Yale Bulldogs Cycling is proud to be a national leader in inclusiveness and diversity, as well as one of the fastest and most fun collegiate teams around!Keeping with this spirit of inclusion and welcoming diversity, we are proud to announce that one of our own, Travis, has spearheaded a push for major changes in national competitive cycling policy in a precedent setting case.

Please take the time to read his statement below.

As fellow team member and women’s captain, ____ is thrilled to be racing alongside Travis in the women’s field, and ____ will miss his presence in the men’s.

Travis has the full support of our team behind him and we’ll be there for him on and off the bike.

Best,

Your Captains, (names redacted)



Dear Yale Bulldogs Cycling,

First, thank you for being my teammates and my friends. It has been an honor to get to know you you while on the team.

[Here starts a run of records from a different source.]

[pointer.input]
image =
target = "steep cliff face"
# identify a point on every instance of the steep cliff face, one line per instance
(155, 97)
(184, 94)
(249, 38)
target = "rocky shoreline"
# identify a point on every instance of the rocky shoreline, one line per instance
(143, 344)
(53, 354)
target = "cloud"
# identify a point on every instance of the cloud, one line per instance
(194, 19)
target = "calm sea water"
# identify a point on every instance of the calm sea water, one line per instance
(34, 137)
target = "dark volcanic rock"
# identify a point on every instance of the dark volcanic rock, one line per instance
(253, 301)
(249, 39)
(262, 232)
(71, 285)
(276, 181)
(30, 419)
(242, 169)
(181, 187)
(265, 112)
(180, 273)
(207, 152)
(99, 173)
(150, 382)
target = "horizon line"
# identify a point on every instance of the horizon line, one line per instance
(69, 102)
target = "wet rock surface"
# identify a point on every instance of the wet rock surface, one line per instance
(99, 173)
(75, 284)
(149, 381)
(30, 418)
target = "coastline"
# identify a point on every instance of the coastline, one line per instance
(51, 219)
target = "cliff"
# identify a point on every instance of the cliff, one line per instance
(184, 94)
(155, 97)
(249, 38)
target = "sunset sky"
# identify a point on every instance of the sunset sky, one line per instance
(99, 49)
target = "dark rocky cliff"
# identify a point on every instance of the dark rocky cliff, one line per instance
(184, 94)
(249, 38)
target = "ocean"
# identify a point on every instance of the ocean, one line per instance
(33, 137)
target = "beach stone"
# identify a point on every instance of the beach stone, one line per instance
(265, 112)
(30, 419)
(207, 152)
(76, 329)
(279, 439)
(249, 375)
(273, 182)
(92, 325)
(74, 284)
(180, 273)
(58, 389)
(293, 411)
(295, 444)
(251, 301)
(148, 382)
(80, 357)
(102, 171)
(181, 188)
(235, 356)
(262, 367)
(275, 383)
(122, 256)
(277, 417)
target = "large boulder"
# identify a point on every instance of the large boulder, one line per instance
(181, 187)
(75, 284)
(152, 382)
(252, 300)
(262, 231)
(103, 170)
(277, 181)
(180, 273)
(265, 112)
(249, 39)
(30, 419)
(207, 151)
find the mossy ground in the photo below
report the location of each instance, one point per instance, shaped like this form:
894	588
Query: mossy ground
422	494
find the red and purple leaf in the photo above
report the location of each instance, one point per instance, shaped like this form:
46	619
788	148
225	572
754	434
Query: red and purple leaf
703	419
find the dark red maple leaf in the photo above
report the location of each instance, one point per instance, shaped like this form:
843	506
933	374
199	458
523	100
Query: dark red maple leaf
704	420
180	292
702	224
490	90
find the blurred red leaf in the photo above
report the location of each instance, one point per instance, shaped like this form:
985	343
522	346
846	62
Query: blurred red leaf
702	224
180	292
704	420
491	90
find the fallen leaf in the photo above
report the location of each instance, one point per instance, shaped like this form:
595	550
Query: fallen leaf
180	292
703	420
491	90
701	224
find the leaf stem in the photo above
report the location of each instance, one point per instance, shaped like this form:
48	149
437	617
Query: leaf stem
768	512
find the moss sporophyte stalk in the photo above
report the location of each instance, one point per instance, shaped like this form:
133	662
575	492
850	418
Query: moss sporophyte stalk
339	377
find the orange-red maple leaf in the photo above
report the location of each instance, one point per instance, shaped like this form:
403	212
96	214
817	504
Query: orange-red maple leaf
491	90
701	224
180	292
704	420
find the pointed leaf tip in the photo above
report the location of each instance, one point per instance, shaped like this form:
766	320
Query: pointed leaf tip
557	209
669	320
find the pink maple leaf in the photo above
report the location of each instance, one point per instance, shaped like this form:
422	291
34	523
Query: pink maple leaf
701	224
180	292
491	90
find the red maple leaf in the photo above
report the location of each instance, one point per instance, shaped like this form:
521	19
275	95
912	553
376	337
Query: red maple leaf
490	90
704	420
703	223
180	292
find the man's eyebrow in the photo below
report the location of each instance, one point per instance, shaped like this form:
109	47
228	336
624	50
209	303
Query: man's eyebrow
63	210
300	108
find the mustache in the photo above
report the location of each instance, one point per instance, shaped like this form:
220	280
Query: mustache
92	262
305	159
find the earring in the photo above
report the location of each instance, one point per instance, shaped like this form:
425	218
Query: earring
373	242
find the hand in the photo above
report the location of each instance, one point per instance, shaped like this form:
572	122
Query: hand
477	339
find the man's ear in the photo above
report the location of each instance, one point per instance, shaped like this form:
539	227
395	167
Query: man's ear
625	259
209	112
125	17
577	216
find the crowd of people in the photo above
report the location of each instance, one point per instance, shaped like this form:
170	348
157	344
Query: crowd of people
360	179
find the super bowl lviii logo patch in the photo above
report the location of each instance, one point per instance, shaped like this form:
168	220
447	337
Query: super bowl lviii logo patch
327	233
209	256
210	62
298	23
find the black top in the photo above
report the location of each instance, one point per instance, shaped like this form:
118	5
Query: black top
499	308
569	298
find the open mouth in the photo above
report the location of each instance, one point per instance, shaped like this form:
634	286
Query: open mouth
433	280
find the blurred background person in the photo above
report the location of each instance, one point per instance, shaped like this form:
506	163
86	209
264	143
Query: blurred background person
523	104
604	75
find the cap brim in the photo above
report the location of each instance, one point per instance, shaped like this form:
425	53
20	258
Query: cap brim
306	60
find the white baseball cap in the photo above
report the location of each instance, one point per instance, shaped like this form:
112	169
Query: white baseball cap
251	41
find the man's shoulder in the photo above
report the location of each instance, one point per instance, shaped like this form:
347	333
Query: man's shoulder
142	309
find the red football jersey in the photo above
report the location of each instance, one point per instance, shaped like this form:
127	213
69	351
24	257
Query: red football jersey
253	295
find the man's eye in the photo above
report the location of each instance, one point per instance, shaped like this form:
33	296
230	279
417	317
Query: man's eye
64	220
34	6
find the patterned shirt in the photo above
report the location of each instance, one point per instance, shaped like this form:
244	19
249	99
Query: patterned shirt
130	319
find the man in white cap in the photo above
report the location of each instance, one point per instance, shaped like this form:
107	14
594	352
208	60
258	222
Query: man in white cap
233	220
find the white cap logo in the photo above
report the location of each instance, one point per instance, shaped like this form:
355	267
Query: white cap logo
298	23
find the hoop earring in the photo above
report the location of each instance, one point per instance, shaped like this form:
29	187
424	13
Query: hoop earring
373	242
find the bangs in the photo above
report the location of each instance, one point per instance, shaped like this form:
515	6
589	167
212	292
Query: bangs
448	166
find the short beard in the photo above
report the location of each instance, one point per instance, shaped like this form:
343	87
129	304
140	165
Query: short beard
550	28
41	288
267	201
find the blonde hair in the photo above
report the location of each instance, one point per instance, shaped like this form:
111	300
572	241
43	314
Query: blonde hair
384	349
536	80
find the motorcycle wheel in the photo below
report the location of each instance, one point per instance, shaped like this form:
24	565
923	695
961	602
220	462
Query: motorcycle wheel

Before you read it elsewhere, I want you to hear this from me first. In search of a level playing field, I have requested a change of USA Cycling license to reflect a recategorization from male to female for the purposes of racing. I was born female. I transitioned to living as a guy because I find that to be the most socially comfortable on a day to day basis. After extensive medical expert review to determine that I have no competitive advantage, USA Cycling has granted me a license to race in collegiate women’s A, or category 3 non-collegiate.

Why am I disclosing this now? Because cycling has changed my life in immensely positive ways, bringing me incredible joy. What’s more, my competitive cycling community is the kindest, most passionate and driven, and most altruistic group of people I’ve ever known.  I want all people to be able to experience this beauty that is competitive cycling, regardless of their gender identity or how it matches their body.

Yet, I am still the same guy that you’ve known and ridden along side of. I have not changed, nor has my love of cycling.

I hope to continue to work with the leadership at USA Cycling to develop comprehensive, inclusive policies for the future so that all athletes can participate.

Finally, I can’t wait for the start of the season in March!